The world’s leading publication for data science, AI, and ML professionals.

An Introduction To Surrogate Optimization: intuition, illustration, case study, and the code

Want to deliver faster optimization for time-consuming objective functions? Consider surrogate optimization.

Want to deliver faster optimization for time-consuming objective functions? Consider surrogate optimization.

Fig. 1 Optimizing a complex function. (Image by Author)
Fig. 1 Optimizing a complex function. (Image by Author)

In engineering, a product optimization analysis involves finding the design parameter combination such that the objective function, e.g., product performance, manufacturing costs, etc., is maximized/minimized globally across the design parameter space.

The optimization routine requires many iterations to locate the global optimum. Within each iteration, high-fidelity, time-consuming computer simulations are usually conducted to evaluate the current design’s objective function. Consequently, the whole optimization process could easily take up to days or even weeks if the objective function is complex.

In our engineering team, we have implemented an optimization strategy called surrogate optimization to battle this issue. The results were quite impressive: we could easily achieve around 50-fold increases in optimization speed!

In this post, I want to share with you the technical details behind this method. In particular, I will discuss

  • how to leverage ** the surrogate mode**l to accelerate objective evaluations, and
  • how to employ active learning to refine the surrogate model on-the-fly to ensure optimization accuracy.

I’ve also created a companion Jupyter Notebook, which demonstrated how to do surrogate optimization in Python. All the figures illustrated in this article are reproduced in the notebook.

Ok, let’s get it started!

Table of Content · 1. Surrogate Optimization1.1 The Idea1.2 Surrogate Model Training1.3 The Workflow · 2. Active Learning2.1 The Idea2.2 Estimation of Prediction Uncertainty2.3 Learning Function · 3. Expected Improvement Function3.1 Case Study Settings3.2 Intuition3.3 Formula · 4. Surrogate Optimization in Action4.1 The Workflow4.2 First Iteration4.3 Further Iterations · 5. Takeaways · Reference · About the Author


1. Surrogate Optimization

1.1 The Idea

Since calling computer simulations really slows down the optimization process, why not we replace expensive simulations with a pre-trained statistical model to accurately approximate the objective function, given the same design parameters? Would that help gain optimization efficiency?

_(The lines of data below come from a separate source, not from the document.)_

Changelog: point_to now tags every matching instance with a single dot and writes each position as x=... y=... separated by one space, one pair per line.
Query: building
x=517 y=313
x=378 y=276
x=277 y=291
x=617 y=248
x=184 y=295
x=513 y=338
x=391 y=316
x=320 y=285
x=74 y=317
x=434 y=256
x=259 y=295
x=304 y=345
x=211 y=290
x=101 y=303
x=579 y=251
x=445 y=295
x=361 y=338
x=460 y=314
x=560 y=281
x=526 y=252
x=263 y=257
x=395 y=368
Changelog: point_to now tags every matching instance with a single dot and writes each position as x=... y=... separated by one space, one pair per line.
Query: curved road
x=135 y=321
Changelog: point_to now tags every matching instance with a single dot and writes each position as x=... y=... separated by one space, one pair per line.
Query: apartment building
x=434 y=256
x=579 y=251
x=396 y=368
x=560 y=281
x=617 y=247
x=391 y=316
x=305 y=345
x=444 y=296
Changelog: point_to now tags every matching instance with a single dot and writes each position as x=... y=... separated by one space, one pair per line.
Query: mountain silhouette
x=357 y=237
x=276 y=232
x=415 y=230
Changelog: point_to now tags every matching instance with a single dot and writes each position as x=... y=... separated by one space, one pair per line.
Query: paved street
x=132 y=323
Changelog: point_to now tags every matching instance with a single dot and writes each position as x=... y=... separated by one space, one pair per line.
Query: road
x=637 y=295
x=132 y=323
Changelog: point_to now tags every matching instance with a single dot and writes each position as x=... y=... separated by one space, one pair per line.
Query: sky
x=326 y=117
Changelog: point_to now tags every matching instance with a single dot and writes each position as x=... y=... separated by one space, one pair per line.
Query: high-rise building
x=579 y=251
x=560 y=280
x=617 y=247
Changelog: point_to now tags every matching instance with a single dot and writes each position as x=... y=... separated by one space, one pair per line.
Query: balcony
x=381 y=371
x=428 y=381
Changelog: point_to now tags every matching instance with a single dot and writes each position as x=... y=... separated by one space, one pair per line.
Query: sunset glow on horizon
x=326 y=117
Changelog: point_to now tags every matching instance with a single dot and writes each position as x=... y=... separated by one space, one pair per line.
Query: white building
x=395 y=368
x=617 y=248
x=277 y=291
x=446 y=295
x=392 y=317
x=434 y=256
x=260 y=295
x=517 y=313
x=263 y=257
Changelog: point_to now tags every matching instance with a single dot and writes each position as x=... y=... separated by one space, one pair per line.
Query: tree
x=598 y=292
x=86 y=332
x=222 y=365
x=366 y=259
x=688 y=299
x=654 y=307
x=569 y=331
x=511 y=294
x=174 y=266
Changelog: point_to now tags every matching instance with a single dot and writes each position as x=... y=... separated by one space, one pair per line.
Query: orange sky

That’s exactly the basic idea of the surrogate optimization strategy. In the engineering domain, that statistical model is formally known as the surrogate model.

Fig. 2 Surrogate models can replace computer simulations to improve optimization efficiency. (Image by Author)
Fig. 2 Surrogate models can replace computer simulations to improve optimization efficiency. (Image by Author)

Essentially, a surrogate model is a statistical model that can accurately approximate a function’s output given the inputs. In general, a single evaluation of the surrogate model is much faster than a single evaluation of the original expensive computer simulation. As a result, performing hundreds and thousands of output evaluations given various combinations of design parameters would no longer be a problem. This feature enables us to freely explore the "landscape" of the objective function, therefore significantly accelerating the optimization speed.

1.2 Surrogate Model Training

Surrogate optimization cannot be achieved without a surrogate model. Training a surrogate model usually follows these steps:

First of all, we need to collect labeled training data. Toward that end, we probe the objective function at several intelligently selected locations in the design parameter space. At each of these locations, a full simulation is conducted to calculate the corresponding objective values. Later, we assemble the pairs of inputs (design parameters) and their outputs (objective values) into a training dataset.

Second, we need to select the model type. Popular choices include polynomial regressions, support vector machines, Gaussian Processes, neural networks, etc. Here, we could follow the established model selection practices [1] in supervised machine learning.

The final step is to train the model to approximate the objective function based on the collected training dataset.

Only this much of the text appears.